Tutele da rivedere. Il vero scandalo degli invalidi: l’assegno di 279 euro

Francesco Riccardi mercoledì 25 gennaio 2017

Forse il tempo dei bonus è ormai passato definitivamente e il vento che spira da Bruxelles cancella le speranze di nuovi interventi sociali, vista la necessità di una manovra aggiuntiva per correggere il deficit. Ma quel che stupisce è che fra i tanti interventi compiuti, finanziati con decine di miliardi o anche solo progettati negli ultimi anni, non si sia mai neppure presa in considerazione l’idea di impegnare risorse per aumentare le tutele all’invalidità. Come se la (composita) categoria di persone che ne usufruisce non fosse in una condizione di 'bisogno' assai più urgente rispetto ad altre fasce sociali. E come se per costoro, lo vedremo, non si ponesse una questione di equità sociale.
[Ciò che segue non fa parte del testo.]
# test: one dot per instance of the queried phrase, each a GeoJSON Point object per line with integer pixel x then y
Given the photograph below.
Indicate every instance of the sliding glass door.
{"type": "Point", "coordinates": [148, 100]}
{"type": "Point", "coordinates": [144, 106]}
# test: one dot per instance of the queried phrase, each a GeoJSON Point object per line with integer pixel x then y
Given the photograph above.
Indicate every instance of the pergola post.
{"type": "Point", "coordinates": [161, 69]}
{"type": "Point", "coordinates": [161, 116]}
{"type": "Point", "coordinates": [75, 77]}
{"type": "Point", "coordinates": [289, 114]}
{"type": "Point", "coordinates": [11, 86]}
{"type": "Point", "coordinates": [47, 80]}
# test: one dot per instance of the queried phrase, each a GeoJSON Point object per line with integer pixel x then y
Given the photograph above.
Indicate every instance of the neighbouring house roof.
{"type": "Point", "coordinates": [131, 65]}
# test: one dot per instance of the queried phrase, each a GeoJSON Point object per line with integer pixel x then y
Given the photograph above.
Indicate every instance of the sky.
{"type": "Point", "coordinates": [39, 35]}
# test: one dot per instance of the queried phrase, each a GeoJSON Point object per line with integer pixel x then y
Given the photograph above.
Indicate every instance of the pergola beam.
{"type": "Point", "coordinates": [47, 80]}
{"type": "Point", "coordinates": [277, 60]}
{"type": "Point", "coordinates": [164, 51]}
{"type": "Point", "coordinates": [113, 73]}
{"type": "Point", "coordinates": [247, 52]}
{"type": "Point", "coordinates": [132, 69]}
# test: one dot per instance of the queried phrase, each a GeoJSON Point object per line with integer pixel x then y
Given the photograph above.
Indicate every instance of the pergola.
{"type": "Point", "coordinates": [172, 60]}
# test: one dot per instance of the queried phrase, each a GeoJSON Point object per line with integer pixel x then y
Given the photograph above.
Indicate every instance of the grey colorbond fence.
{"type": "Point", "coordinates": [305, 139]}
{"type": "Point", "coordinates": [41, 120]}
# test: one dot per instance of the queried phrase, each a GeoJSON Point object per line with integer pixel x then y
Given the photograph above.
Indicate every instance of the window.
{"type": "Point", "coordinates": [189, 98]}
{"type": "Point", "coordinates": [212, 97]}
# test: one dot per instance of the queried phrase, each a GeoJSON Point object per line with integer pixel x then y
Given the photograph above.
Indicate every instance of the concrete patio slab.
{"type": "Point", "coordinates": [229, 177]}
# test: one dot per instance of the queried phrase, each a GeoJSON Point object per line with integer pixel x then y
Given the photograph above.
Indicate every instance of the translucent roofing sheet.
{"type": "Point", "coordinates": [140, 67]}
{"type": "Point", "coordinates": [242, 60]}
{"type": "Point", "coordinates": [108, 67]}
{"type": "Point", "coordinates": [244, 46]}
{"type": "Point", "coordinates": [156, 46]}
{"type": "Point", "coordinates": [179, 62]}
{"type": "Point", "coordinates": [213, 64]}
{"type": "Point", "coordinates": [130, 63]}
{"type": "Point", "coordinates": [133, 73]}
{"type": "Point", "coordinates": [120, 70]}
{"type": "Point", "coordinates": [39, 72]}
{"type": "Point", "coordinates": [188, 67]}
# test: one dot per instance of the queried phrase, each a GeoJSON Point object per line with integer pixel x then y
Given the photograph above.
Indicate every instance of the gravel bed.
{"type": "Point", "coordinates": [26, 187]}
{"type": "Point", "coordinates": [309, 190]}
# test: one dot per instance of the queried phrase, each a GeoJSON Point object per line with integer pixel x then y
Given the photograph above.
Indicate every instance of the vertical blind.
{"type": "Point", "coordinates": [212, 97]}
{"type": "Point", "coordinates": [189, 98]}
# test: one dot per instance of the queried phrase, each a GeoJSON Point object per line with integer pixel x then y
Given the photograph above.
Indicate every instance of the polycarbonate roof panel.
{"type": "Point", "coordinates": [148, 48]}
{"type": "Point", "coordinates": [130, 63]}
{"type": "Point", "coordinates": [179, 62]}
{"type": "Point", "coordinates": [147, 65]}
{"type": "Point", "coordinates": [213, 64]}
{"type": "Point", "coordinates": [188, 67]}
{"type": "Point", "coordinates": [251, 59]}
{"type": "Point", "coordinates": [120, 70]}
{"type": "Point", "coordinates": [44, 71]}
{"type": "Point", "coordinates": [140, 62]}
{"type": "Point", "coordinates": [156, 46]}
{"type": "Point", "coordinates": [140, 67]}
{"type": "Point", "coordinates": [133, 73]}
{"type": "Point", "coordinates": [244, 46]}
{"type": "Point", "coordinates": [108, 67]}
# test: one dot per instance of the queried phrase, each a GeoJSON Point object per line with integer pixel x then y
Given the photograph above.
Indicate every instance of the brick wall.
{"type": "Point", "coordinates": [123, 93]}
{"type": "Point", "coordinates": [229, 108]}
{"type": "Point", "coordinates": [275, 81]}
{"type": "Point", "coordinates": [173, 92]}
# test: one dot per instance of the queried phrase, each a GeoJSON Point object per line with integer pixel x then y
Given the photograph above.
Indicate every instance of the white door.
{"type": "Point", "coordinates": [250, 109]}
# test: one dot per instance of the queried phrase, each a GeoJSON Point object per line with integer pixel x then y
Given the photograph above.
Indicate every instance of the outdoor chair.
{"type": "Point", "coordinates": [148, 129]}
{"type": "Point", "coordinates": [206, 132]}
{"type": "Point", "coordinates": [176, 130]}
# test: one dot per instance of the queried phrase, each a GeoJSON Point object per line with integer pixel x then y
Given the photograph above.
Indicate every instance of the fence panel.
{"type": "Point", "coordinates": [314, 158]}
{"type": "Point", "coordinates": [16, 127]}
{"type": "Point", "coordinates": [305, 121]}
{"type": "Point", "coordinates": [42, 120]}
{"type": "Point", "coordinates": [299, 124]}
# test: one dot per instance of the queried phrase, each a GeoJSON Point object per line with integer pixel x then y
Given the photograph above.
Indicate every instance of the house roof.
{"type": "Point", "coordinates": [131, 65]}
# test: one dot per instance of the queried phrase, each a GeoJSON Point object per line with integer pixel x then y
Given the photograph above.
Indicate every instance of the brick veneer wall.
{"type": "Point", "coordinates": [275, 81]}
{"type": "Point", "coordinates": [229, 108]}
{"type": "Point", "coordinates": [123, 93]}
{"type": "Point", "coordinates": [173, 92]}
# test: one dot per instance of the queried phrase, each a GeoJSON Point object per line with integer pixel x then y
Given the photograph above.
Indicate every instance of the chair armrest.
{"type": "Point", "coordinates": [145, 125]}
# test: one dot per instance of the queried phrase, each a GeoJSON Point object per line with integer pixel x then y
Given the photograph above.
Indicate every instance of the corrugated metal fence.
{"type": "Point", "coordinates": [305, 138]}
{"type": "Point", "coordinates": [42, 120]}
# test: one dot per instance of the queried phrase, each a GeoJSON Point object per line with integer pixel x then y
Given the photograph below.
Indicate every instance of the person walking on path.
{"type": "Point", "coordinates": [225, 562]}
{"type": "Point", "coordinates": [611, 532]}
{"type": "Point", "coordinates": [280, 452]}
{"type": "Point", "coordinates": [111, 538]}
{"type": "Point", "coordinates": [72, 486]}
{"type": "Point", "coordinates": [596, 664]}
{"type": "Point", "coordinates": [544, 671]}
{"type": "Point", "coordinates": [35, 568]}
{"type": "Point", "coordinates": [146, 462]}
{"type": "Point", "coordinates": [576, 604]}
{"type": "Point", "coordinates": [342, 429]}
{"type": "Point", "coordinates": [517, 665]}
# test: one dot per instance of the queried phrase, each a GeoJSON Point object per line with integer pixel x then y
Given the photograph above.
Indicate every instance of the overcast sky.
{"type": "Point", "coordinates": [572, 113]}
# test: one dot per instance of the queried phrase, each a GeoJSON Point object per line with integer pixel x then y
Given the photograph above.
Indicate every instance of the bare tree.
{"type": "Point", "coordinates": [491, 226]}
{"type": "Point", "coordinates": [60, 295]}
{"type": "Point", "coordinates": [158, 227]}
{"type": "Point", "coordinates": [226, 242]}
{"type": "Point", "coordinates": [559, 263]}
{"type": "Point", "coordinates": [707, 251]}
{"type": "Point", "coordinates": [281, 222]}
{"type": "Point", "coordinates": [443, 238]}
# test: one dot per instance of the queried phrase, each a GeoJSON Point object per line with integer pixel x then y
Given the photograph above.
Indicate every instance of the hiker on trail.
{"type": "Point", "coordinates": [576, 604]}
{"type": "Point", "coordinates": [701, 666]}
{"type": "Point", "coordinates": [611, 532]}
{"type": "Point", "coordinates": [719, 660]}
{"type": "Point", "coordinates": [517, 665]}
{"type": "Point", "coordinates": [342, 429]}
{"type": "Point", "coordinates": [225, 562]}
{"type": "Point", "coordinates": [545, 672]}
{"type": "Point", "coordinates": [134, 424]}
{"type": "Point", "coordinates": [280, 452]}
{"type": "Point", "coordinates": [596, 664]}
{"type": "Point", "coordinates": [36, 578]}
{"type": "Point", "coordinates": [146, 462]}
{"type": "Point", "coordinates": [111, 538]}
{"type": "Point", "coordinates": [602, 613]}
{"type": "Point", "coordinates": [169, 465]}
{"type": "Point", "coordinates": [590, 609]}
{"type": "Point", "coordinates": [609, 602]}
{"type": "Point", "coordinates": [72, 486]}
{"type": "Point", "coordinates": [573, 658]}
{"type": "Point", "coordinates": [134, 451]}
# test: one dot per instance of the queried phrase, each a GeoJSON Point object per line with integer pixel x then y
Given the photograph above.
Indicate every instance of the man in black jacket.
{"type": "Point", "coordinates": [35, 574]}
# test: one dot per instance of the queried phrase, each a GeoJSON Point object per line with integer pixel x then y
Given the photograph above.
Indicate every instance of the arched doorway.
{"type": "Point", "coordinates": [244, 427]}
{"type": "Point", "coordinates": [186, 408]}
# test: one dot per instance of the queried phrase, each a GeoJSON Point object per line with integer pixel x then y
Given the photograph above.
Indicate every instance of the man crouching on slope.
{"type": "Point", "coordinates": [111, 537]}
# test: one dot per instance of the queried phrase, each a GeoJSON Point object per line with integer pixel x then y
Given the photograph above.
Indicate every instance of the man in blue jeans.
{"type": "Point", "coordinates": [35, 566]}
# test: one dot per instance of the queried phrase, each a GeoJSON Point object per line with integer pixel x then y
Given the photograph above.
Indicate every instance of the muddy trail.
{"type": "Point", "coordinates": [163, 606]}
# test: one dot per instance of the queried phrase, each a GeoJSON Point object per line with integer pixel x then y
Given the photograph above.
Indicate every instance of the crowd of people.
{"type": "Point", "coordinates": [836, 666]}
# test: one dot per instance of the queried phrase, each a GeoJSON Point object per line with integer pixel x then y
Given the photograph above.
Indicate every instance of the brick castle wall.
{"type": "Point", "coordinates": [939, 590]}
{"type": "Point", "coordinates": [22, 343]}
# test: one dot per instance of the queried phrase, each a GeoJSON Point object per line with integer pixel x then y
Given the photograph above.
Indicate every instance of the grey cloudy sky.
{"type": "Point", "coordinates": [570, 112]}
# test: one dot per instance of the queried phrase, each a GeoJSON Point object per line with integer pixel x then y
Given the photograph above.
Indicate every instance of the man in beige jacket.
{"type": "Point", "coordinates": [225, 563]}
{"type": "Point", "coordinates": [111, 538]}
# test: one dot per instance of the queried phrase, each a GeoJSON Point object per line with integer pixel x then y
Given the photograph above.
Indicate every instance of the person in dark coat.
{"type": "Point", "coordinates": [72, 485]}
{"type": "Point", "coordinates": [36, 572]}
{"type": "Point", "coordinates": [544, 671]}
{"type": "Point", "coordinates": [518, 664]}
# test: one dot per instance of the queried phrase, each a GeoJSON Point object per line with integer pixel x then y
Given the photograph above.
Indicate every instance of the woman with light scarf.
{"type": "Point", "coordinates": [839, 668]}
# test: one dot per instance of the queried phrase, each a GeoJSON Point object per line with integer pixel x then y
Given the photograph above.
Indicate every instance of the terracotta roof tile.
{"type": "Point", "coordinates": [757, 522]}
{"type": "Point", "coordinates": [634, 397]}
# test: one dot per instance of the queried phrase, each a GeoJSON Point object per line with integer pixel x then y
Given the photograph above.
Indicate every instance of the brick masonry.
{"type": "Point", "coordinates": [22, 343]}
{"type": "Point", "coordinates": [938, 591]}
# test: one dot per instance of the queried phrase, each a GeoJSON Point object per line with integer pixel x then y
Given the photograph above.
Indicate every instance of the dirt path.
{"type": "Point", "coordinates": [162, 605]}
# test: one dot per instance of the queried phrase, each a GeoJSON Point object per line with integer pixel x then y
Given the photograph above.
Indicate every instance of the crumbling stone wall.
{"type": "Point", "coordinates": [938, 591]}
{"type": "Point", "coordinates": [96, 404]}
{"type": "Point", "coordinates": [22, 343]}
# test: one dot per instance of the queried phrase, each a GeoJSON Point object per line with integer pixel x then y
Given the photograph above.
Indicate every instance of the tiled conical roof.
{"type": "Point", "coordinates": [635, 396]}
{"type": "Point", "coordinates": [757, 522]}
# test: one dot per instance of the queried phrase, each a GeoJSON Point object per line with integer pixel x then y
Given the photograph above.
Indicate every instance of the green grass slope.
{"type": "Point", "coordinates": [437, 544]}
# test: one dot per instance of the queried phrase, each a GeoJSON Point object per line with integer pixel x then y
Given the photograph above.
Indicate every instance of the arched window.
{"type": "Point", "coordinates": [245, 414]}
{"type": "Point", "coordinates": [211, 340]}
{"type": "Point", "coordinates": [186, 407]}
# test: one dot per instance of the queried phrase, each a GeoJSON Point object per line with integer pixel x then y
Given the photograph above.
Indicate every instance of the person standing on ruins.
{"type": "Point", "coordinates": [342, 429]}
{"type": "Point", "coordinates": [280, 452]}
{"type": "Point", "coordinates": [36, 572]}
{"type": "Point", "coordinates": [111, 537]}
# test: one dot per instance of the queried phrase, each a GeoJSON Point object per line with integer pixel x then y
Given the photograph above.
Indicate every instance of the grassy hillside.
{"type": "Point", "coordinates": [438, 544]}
CHE COSA È PREVISTO Lo scorso anno i trattamenti di invalidità sociale erogati dall’Inps sono stati poco meno di tre milioni, 2.980.799 per la precisione, per una spesa di 18 miliardi di euro. Si tratta di diverse tipologie di sostegno, variabili in base alla gravità della disabilità: l’'assegno di invalidità' (previsto per le invalidità dal 74% al 99%), la 'pensione di inabilità civile' (per le invalidità totali, pari al 100%) e la cosiddetta 'indennità di frequenza' a cui hanno diritto i minori disabili. Per tutte queste categorie l’importo dell’erogazione è pari a 279,47 euro mensili, con un limite di reddito personale fissato a 4.800 euro annui oltre il quale si perde il diritto all’assegno, elevato a 16.532 euro annui solo nel caso della 'pensione di inabilità civile'. Per i ciechi e i sordomuti sono previsti trattamenti particolari che comunque variano dai 206,59 ai 302,23 euro mensili (con limite di reddito a 16.532 euro annui). Per i casi più gravi – laddove l’invalidità al 100% comporti anche l’impossibilità di muoversi in maniera autonoma o l’impossibilità di compiere gli atti quotidiani della vita, con la conseguente necessità di un’assistenza continua – lo Stato eroga pure l’'indennità di accompagnamento' pari a 512,34 euro al mese per dodici mensilità (elevata a 899,38 nel caso dei ciechi assoluti). Per completare il quadro, sono previste poi alcune agevolazioni fiscali e assistenziali su acquisto di protesi, ticket sanitari eccetera (una piccola giungla che andrebbe comunque razionalizzata).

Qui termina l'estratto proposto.